Search code examples
pythonhtmlbeautifulsouptabpage

Unable to crawl some href in a webpage using python and beautifulsoup


I am currently crawling a web page using Python 3.4 and bs4 in order to collect the match results played by Serbia in Rio2016. So the url here contains links to all the match results she played, for example this.

Then I found that the link is located in the html source like this:

<a href="/en/volleyball/women/7168-serbia-italy/post" ng-href="/en/volleyball/women/7168-serbia-italy/post">
    <span class="score ng-binding">3 - 0</span>
</a>

But after several trials, this href="/en/volleyball/women/7168-serbia-italy/post" never show up. Then I tried to run the following code to get all the href from the url:

from bs4 import BeautifulSoup
import requests

Countryr = requests.get('http://rio2016.fivb.com/en/volleyball/women/teams/srb-serbia#wcbody_0_wcgridpadgridpad1_1_wcmenucontent_3_Schedule')
countrySoup = BeautifulSoup(Countryr.text)

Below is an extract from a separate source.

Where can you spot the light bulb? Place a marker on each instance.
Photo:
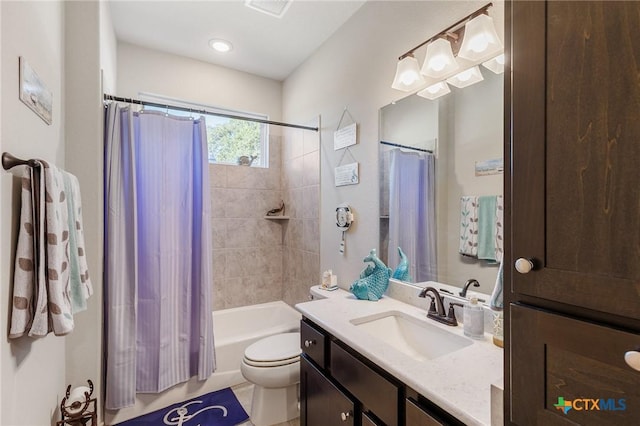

for link in countrySoup.find_all('a'):
    print(link.get('href'))

Then a strange thing happened. The href="/en/volleyball/women/7168-serbia-italy/post" is not included in the output at all.

I found that this href is located in one of the tab pages href="#scheduldedOver" in side this url, and it is controlled by the following HTML code:

<nav class="tabnav">
    <a href="#schedulded" ng-class="{selected: chosenStatus == 'Pre' }" ng-click="setStatus('Pre')" ng-href="#schedulded">Scheduled</a>
    <a href="#scheduldedLive" ng-class="{selected: chosenStatus == 'Live' }" ng-click="setStatus('Live')" ng-href="#scheduldedLive">Live</a>
    <a href="#scheduldedOver" class="selected" ng-class="{selected: chosenStatus == 'Over' }" ng-click="setStatus('Over')" ng-href="#scheduldedOver">Complete</a>
</nav>

Then how should I get the href using BeautifulSoup inside a tab page?


Solution

  • The data is created dynamically, if you look at the actual source you can see Angularjs templating.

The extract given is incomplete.